While Pezé is all in favour of pouring more funding into research, diagnosis and treatment for the “legions” of people who have chronic diseases and “suffer without any relief,” she says it’s more urgent to fund training for family doctors and create long Covid specialists.

“My ex-GP was an ignoramus who refused to believe long Covid existed and made my life hell for six years by treating every symptom (including my pericarditis) as if I was a hypochondriac,” she says. “I felt so utterly dismissed and abandoned. I carry trauma from that more than anything. It is absolutely awful not to be taken seriously.”

Pezé says she built up her resistance on her own via “enormous effort”, including changing her diet, practicing yoga and meditation and avoiding stress. She only takes medication now for her heart problem, but with new symptoms cropping up since the flu and her pericarditis, she would like to finally be referred to a long Covid specialist, “if such a thing exists in the Netherlands”, she says.

Pezé’s list of symptoms is so complex and baffling that her new GP, while more open-minded than the previous one, is stumped on how to proceed. Pezé is nervous about not being taken seriously again.

About face

The new recommendations into understanding chronic post-acute infection syndromes (PAIS), of which long Covid is one, marks a U-turn from the past two years of government policy.
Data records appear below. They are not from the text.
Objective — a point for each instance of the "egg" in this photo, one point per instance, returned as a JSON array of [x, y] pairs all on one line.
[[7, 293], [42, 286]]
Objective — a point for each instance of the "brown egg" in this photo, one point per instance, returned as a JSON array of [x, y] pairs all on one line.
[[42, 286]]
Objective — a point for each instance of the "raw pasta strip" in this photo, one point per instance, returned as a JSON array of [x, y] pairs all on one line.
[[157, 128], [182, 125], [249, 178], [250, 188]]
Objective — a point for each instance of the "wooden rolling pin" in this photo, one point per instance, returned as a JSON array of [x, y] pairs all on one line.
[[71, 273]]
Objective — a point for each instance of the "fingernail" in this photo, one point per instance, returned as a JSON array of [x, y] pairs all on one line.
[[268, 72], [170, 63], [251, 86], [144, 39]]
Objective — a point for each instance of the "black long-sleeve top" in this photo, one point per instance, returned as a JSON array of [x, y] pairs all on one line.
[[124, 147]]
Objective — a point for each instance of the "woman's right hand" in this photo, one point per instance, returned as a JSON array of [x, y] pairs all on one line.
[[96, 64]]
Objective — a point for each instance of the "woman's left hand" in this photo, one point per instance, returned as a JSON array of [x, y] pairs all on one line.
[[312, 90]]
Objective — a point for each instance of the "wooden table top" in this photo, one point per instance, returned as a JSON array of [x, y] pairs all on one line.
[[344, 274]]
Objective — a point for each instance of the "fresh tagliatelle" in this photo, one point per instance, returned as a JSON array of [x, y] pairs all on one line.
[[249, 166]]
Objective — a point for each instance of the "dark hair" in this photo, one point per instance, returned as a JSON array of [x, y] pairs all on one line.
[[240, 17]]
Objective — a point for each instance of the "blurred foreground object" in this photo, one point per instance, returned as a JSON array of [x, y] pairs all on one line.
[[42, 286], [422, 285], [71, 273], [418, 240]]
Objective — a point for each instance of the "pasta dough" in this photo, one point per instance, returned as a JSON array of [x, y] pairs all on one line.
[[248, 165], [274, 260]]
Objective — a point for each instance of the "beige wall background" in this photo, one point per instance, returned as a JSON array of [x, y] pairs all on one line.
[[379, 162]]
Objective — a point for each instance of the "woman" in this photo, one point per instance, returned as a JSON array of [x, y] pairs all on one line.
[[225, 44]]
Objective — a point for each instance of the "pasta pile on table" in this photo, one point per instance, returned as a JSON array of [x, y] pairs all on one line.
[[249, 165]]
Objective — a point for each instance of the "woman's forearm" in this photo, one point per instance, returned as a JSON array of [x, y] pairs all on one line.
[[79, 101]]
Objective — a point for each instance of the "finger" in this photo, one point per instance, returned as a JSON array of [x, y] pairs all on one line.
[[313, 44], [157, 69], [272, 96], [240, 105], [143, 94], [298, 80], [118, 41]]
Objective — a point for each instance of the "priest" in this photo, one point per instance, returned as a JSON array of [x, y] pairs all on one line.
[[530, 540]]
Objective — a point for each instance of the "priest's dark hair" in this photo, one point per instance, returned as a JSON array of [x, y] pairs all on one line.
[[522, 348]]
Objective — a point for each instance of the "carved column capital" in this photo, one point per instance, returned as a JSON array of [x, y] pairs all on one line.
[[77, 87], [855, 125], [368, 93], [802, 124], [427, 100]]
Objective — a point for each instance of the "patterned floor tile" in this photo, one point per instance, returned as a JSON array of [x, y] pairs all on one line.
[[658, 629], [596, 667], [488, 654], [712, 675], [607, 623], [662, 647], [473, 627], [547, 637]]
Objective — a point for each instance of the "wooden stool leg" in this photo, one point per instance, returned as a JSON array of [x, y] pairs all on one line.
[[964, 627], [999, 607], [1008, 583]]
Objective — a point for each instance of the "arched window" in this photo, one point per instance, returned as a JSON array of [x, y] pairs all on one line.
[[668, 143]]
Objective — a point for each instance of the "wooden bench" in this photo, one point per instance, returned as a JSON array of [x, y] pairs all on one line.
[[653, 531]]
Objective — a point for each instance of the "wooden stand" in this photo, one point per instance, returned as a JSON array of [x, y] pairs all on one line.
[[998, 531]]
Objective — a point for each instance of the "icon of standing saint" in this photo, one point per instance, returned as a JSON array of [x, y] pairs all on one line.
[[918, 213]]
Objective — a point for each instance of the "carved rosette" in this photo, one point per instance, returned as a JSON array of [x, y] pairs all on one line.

Broadcaster NOS reported that health minister Sophie Hermans believes the regular healthcare system should be responsible for long Covid patients. But the Dutch Health Council says “the estimated large numbers of people with long COVID and other PAIS cannot simply be absorbed into regular care.”

The ministry says it is studying the council’s advice.

For Pezé, life with her daughter goes on. “I power through all this, I focus on having a good, peaceful, happy life,” she said. “But when I start thinking about what medical professionals have put me through for the past six years, I usually cry.”

“So, yeah, guys, whenever you want to try and find us treatments, it will be appreciated! So many goddamn lives ruined and wasted to this virus and others.”